In 2001, I left federal service and returned to graduate school at American University in Washington, D.C. where I went on to earn a MA in Public Anthropology. While at AU, I interned with the Chief Archaeologist of the National Park Service, Dr. Frank P McManamon. It was in graduate school that I first became aware of The Archaeological Conservancy, and soon joined the organization as a member. Of all the organizations that students are encouraged to join to help fill out their resumes, the Conservancy was the only group where one could see their money actually doing good work in purchasing and protecting archaeological sites.
After earning my master’s degree, I worked for the City of Frederick, MD; and at the same for the Board of the Frederick County Landmarks Foundation, a local non-profit devoted to protecting historic structures. In 2004 the job for the Eastern Regional Director at the Conservancy was advertised. I remember going to my interview and pointing out The Archaeological Conservancy sticker on my car window to Conservancy President Mark Michel, telling him, “I didn’t just stick that on for the interview”.

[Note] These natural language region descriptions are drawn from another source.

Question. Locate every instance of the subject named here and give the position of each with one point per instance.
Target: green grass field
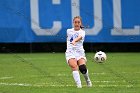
(49, 73)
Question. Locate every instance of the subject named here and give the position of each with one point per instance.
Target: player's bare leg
(84, 71)
(74, 66)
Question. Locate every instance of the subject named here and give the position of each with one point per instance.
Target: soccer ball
(100, 57)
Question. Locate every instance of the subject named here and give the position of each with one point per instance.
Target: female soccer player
(75, 53)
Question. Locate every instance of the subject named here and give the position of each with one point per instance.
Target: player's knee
(83, 69)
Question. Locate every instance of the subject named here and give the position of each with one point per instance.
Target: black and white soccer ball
(100, 57)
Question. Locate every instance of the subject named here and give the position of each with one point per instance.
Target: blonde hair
(80, 20)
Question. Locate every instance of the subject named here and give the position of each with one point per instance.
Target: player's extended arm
(76, 40)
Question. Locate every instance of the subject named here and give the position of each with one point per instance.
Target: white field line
(57, 85)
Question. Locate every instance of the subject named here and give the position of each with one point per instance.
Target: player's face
(77, 23)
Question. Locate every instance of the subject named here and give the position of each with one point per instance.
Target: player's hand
(73, 43)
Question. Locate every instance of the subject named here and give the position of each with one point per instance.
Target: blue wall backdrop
(47, 20)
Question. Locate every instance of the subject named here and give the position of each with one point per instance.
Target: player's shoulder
(70, 29)
(82, 31)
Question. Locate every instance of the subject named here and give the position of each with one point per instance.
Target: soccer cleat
(89, 84)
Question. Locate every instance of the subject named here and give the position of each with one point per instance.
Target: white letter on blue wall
(97, 15)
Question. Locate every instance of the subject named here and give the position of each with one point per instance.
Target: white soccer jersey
(75, 51)
(71, 35)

I was hired for the position and moved operations, which had been based in northern Virginia, to Frederick, MD. There I opened the first brick and mortar office space for the eastern regional office 11 years ago. During this time the Conservancy has more than doubled land holdings in the Eastern U.S. from 23 existing preserves to now over 55, which include some of the most famous and significant archaeological sites from Maine to North Carolina. During this time the eastern regional office also expanded staff with the creation of a Field Representative position. The office began to develop a tour program for the region, which currently includes three archaeological tours featuring: The Colonial Chesapeake (MD and VA), the French & Indian War (NY, PA, MD), Iroqouia (NY), and more in development.

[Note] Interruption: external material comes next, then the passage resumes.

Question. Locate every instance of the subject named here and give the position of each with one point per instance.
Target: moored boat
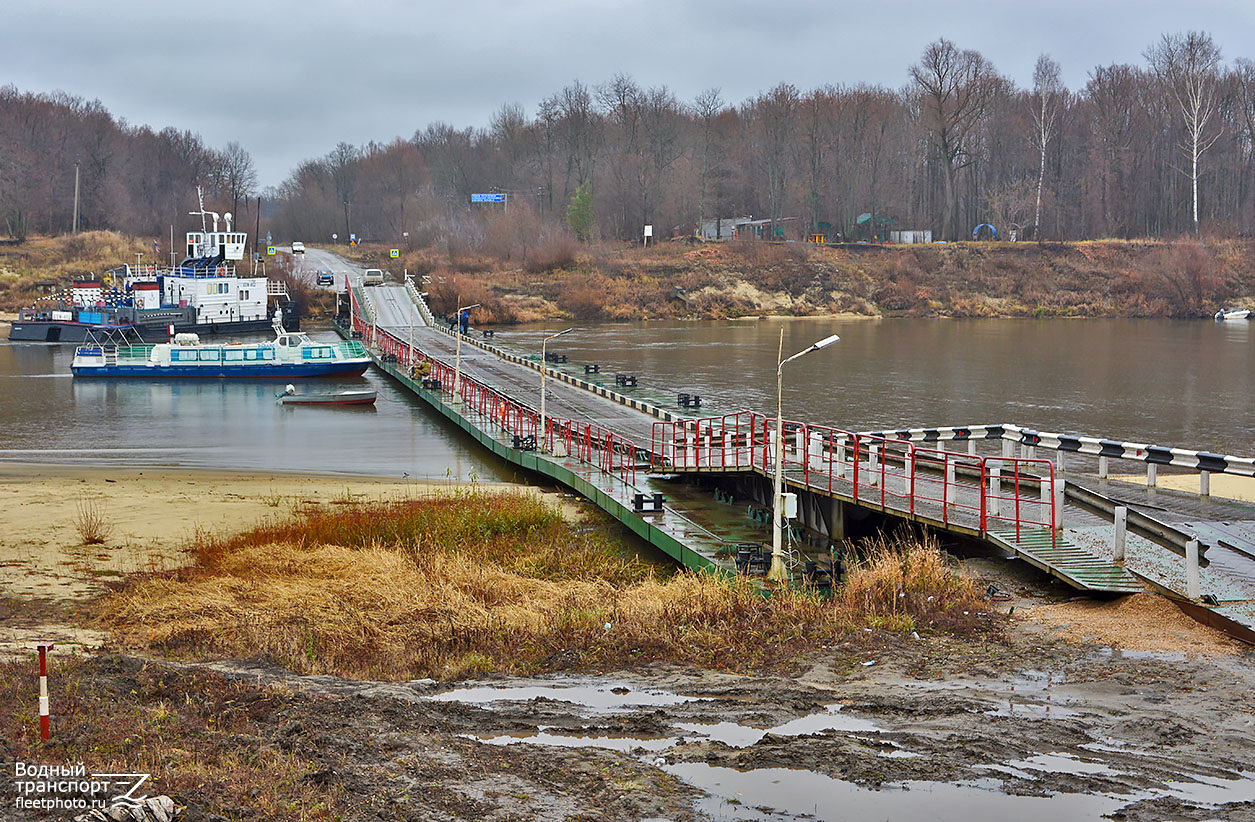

I honestly believe that being a regional director for The Archaeological Conservancy is one of the best jobs in the United States. The Conservancy often acquires sites that could otherwise be destroyed and continues to fill a vital niche in the conservation of our nation’s cultural heritage. In addition, while researching sites for the Conservancy, I get to meet so many interesting people and go to so many places that I would otherwise never get to experience. As much as this job helps me meet my professional ethical obligations as an archaeologist in working to conserve archaeological resources; there is also a great deal of civic pride that comes from this work.

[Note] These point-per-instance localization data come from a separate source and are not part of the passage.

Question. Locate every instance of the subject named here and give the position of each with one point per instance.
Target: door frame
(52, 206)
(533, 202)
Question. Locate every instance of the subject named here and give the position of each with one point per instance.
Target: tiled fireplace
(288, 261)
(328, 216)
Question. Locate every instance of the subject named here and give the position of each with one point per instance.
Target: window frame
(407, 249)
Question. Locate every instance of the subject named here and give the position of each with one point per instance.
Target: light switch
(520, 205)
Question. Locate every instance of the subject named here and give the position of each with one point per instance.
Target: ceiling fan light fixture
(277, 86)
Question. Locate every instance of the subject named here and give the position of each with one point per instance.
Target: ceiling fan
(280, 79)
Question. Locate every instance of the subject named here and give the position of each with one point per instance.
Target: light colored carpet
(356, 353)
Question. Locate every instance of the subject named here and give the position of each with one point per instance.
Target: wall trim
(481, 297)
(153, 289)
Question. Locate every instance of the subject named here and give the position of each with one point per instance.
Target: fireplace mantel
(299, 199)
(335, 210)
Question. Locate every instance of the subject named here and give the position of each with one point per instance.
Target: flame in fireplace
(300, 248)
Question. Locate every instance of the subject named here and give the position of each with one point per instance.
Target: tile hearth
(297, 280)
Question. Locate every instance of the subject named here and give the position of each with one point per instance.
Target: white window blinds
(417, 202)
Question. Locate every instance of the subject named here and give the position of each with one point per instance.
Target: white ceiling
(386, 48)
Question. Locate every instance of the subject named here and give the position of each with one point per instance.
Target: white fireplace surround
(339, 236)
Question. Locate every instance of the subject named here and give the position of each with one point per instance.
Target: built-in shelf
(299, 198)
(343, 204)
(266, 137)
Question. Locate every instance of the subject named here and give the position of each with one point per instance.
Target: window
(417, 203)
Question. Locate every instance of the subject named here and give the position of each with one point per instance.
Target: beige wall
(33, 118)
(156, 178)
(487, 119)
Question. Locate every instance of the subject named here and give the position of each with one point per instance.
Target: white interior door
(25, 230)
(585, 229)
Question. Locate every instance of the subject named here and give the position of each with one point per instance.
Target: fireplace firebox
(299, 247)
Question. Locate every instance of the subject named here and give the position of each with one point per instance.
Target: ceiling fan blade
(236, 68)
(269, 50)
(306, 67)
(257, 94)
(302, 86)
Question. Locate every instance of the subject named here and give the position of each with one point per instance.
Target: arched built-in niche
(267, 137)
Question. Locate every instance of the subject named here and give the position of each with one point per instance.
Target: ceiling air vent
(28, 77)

When I help assure the permanent conservation of an archaeological site for the Conservancy, I’m really helping conserve many of the important places where America’s history unfolded, the places where we became who we are today. Places that often still resonate with a local community identity in addition to being of archaeological significance. Knowing that future generations and scholars will also get to enjoy and study these locations as Conservancy managed preserves is something that all of the members of the Conservancy can take great pride in, and if it were not for the members of the Conservancy the opportunity to do this great work would be impossible.